# Can anyone recommend good classical songs for children



## sparklefairy (Jun 4, 2010)

Hi, Im looking to buy some classical vocal books for my dd 8. Im finding it hard to find appropriate age songs. Anyone got any suggestions?


----------



## aaron24 (Jul 1, 2010)

Are these for young guys or girls? Hal Leonard offers many wonderful books for young singers. They recently released a couple of books that may be what you are looking for.

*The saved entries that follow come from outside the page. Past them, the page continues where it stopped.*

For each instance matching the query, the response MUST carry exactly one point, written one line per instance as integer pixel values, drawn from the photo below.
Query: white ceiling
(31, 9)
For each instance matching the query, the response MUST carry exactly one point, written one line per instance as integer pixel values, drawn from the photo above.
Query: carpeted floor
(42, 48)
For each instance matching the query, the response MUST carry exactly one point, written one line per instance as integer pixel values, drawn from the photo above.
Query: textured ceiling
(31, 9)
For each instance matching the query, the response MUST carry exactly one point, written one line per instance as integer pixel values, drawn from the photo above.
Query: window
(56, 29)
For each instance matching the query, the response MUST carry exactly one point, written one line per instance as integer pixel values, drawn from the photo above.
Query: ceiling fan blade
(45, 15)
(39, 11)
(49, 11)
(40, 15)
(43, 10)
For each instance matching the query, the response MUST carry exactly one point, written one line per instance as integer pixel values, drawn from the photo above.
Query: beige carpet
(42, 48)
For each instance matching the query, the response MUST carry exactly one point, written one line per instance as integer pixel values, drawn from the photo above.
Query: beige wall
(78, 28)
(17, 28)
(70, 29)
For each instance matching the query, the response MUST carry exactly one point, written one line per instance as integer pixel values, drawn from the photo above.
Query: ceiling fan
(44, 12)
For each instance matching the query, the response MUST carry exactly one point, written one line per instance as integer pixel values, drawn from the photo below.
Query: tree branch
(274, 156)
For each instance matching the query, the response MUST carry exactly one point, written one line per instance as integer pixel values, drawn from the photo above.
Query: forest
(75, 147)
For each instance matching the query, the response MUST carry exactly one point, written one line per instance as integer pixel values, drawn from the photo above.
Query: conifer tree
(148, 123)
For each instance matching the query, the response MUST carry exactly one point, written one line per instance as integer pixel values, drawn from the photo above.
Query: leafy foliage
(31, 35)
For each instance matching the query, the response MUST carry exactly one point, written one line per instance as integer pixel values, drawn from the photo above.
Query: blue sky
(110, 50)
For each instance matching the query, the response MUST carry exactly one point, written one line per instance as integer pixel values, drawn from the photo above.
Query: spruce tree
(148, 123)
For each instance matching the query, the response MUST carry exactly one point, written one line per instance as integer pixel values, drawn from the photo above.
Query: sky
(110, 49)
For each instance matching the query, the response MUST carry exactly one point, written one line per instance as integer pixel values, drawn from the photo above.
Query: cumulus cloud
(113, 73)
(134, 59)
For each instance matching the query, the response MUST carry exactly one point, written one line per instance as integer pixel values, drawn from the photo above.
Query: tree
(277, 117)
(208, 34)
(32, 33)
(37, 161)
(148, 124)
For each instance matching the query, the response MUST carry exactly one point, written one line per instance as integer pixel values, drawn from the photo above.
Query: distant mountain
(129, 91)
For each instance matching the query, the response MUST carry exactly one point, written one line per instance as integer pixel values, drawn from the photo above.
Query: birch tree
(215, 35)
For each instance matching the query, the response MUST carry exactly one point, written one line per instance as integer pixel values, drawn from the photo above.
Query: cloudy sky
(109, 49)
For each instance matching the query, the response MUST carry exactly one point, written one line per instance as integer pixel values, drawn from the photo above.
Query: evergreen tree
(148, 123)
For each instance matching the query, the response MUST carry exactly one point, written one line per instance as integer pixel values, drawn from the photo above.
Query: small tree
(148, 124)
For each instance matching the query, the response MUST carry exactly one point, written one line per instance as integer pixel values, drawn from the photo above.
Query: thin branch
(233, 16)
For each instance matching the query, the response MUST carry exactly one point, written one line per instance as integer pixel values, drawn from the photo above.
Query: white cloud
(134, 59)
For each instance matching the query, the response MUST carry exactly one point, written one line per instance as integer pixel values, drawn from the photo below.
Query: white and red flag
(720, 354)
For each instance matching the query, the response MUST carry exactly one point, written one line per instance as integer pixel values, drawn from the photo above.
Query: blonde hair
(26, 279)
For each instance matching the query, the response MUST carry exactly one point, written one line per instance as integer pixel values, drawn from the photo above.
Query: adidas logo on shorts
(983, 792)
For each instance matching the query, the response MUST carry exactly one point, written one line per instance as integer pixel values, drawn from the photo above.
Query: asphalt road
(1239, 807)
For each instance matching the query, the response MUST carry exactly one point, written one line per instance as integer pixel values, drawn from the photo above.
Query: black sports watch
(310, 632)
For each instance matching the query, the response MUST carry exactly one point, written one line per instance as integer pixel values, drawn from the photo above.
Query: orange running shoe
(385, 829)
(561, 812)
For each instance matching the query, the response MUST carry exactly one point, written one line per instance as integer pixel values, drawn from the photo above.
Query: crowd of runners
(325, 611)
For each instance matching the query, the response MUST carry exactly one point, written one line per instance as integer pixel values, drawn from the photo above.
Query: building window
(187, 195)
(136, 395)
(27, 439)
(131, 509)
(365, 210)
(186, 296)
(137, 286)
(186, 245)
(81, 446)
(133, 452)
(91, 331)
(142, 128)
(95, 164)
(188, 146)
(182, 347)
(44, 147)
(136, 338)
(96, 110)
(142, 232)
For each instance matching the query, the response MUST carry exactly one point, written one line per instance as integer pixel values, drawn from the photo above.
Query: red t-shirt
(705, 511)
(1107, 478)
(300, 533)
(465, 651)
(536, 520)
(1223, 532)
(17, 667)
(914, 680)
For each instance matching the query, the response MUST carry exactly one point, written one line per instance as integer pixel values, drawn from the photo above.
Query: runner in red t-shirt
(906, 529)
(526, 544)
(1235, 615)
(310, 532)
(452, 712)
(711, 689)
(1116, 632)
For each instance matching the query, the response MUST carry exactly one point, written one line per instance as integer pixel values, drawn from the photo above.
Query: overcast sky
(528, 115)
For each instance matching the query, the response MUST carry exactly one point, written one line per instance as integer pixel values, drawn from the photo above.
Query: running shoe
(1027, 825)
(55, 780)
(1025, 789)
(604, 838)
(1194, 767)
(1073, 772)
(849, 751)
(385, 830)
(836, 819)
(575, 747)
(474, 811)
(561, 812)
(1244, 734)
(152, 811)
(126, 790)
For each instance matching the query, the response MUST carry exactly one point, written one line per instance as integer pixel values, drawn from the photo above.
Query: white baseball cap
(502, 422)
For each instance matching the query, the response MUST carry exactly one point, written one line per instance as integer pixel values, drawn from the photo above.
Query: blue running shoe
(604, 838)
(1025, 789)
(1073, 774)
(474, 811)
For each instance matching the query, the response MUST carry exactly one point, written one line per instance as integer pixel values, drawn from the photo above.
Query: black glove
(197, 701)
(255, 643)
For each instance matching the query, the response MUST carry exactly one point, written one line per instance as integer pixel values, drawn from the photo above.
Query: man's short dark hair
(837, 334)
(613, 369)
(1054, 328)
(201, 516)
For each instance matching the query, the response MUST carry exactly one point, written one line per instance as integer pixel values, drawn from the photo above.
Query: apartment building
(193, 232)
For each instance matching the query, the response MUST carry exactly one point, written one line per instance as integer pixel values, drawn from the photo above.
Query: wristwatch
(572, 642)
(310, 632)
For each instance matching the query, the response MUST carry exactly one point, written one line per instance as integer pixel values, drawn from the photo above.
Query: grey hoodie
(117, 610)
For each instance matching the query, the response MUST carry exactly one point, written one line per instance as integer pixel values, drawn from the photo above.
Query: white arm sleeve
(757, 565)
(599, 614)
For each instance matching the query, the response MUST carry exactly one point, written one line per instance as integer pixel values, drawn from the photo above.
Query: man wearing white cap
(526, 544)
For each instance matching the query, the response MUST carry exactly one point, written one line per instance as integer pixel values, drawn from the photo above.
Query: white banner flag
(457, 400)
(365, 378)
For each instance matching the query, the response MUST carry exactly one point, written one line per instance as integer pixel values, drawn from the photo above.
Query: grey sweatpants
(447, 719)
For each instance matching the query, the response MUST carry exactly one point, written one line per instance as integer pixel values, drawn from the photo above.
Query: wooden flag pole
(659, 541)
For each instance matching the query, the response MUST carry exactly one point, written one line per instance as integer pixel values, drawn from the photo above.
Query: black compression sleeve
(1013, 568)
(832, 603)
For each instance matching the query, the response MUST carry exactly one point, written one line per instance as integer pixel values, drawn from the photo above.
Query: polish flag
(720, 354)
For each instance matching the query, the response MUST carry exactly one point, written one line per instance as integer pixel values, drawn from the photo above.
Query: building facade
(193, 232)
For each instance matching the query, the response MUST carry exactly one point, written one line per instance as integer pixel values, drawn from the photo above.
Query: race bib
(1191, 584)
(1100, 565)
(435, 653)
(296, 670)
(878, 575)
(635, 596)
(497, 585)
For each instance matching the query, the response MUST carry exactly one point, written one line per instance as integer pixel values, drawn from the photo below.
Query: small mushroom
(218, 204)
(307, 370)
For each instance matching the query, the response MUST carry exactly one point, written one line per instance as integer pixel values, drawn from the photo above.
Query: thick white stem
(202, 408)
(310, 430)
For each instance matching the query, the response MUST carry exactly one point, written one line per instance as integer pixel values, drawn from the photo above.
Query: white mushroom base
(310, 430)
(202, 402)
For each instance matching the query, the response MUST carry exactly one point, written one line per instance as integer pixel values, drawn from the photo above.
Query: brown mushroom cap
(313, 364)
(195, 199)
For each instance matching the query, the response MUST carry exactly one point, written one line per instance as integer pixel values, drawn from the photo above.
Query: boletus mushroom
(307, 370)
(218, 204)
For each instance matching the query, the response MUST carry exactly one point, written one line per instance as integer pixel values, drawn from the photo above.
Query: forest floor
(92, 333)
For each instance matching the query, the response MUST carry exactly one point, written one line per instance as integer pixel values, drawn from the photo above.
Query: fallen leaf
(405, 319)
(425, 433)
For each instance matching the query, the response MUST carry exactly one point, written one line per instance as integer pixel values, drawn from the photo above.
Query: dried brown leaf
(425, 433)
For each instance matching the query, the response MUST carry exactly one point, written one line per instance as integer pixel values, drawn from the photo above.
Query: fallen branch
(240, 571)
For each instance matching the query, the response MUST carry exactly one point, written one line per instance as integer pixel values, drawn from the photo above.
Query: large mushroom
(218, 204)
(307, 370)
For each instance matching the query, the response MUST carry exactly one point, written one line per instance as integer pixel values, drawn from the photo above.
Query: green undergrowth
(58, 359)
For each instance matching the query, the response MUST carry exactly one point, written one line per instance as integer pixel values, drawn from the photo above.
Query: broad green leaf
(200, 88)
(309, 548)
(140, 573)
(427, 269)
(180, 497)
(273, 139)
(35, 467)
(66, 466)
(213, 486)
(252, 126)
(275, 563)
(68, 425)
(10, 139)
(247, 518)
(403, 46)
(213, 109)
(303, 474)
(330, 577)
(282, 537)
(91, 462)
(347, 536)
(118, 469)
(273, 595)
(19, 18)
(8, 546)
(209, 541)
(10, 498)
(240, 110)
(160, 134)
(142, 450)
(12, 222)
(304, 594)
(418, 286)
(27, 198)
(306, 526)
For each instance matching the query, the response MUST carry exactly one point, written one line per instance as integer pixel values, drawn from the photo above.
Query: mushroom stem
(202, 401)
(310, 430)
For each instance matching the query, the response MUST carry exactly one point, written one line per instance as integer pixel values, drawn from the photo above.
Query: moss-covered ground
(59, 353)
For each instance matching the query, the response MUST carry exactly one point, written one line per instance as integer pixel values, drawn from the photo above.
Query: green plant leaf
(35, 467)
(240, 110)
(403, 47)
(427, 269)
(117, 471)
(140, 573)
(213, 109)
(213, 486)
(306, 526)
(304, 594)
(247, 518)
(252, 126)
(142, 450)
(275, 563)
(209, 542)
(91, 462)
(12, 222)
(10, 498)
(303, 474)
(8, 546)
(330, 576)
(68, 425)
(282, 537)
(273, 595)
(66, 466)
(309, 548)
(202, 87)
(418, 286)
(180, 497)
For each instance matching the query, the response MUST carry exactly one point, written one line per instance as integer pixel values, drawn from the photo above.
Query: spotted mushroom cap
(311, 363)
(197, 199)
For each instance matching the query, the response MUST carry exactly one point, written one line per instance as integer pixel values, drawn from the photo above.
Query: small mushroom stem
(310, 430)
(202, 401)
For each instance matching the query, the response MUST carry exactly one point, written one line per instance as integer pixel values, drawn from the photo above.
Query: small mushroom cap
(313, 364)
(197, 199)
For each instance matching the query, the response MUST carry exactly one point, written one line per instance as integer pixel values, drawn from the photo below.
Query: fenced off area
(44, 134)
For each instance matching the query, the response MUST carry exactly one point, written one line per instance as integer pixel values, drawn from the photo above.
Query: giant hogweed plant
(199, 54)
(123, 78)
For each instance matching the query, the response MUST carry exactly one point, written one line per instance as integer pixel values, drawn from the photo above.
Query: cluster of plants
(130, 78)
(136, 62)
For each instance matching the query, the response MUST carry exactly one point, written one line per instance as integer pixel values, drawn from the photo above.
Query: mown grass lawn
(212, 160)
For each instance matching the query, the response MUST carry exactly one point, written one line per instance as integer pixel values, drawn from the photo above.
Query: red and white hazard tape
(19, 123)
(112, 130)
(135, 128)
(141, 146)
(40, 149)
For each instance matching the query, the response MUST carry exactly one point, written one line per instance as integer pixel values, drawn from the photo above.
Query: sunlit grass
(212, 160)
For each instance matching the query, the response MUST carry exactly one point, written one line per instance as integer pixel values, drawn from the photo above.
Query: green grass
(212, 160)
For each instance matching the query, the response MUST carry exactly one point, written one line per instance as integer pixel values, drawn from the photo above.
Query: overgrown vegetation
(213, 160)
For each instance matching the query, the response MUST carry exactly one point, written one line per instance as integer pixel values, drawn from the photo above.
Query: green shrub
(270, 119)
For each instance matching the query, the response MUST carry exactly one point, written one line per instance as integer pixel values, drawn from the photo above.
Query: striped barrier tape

'Daffodils, Violets, and Snowflakes: 24 Classical Songs for Young Women aged 10 to Mid-Teen' in both High and Low editions

http://www.halleonard.com/product/viewproduct.do?itemid=740244&lid=21&menuid=1162&subsiteid=27&
http://www.halleonard.com/product/viewproduct.do?itemid=740245&menuid=1162&subsiteid=27&

As voices settle there are a 2 more volumes, one for Soprano entitled 'Lovers, Lasses & Spring' and one for Mezzo Soprano (Alto) entitled 'Roses, Laughter & Lullabies'

For young men they have a book called 'Ladies, Shipmates & Journeys' for both Tenor and Bass/Baritone, although I believe this is teen level.

Hope this helps!


----------



## norman bates (Aug 18, 2010)

edit................


----------